A rule that required bettors in Illinois to register in person at a casino before placing online bets expired March 5, just in time for one of the biggest sports betting events of the year.
Bettors can now freely shop around for the best lines on college basketball conference tournaments ahead of March Madness, which should be chock full of various promotions at the seven sportsbooks live in the state.
It should boost an already robust market in Illinois, which ranks among the top-four states all-time in handle, gaming revenue and taxes.
BetMGM and Caesars will join the books already live in the Land of Lincoln:
FanDuel and BetMGM are expected to go live shortly after midnight Saturday, while the others could come in the morning or are currently unknown.
Those betting on any of the Illinois’ 13 Division I college basketball teams will still have to travel to bet in-person at a retail sportsbook, which do not offer live-betting or player props on in-state collegiate games.
Illinois initially created an 18-month window with in-person signups only to give land-based operators, like BetRivers, a head start on online books like DraftKings and FanDuel.
The in-person requirement was waived by Gov. J.B. Pritzker on a month-by-month basis — as the state’s casinos and retail sportsbooks shut their doors during the height of the pandemic — before resuming in April 2021. A few months later lawmakers decided to get rid of the requirement for good, officially sunsetting it by March 5, 2022.
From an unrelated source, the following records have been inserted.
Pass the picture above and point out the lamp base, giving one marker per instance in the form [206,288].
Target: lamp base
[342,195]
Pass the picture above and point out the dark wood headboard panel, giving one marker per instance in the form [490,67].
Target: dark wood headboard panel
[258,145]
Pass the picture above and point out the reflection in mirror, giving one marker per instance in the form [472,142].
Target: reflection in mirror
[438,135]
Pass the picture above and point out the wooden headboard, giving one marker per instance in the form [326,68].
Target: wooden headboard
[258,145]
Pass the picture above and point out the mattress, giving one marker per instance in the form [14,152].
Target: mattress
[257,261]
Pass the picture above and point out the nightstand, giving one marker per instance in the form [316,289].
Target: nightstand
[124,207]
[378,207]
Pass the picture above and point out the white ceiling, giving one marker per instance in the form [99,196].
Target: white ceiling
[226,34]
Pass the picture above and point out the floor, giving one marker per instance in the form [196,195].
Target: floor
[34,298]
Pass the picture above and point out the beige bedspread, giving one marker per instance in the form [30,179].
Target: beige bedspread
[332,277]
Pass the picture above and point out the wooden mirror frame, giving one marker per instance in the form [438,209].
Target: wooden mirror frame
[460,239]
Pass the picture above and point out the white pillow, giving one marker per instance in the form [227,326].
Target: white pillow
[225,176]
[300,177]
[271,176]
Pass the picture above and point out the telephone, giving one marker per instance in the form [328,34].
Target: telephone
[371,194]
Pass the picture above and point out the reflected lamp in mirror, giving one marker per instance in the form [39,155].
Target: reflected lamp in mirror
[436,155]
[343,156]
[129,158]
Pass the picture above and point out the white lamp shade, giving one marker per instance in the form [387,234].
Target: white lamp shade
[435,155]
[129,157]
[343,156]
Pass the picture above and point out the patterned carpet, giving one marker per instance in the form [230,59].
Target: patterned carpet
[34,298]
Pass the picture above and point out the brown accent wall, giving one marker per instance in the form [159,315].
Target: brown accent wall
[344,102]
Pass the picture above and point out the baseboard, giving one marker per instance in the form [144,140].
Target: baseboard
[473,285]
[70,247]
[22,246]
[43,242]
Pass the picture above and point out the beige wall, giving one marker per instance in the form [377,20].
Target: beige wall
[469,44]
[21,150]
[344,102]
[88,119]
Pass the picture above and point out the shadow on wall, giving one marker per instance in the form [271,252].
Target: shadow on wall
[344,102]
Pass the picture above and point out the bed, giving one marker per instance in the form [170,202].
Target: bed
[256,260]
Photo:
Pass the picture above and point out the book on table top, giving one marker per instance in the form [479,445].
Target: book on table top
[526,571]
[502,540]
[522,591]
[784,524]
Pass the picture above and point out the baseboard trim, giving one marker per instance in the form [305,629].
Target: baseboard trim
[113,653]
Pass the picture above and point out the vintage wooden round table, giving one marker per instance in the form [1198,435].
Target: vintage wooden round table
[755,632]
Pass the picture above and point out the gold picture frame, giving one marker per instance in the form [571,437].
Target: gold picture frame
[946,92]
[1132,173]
The legislative tweak follows laws passed in Iowa and Rhode Island, which, up until several months into their online launches, had also required in-person registration. Nevada is the only remaining state with the requirement.
More than 47 million Americans bet on March Madness in 2021, making it the most bet on collective sporting event of the year, according to the American Gaming Association.
Illinois online sports betting is taxed at middle-of-the-pack 15% rate, which funds state infrastructure projects, including schools and recreational facilities.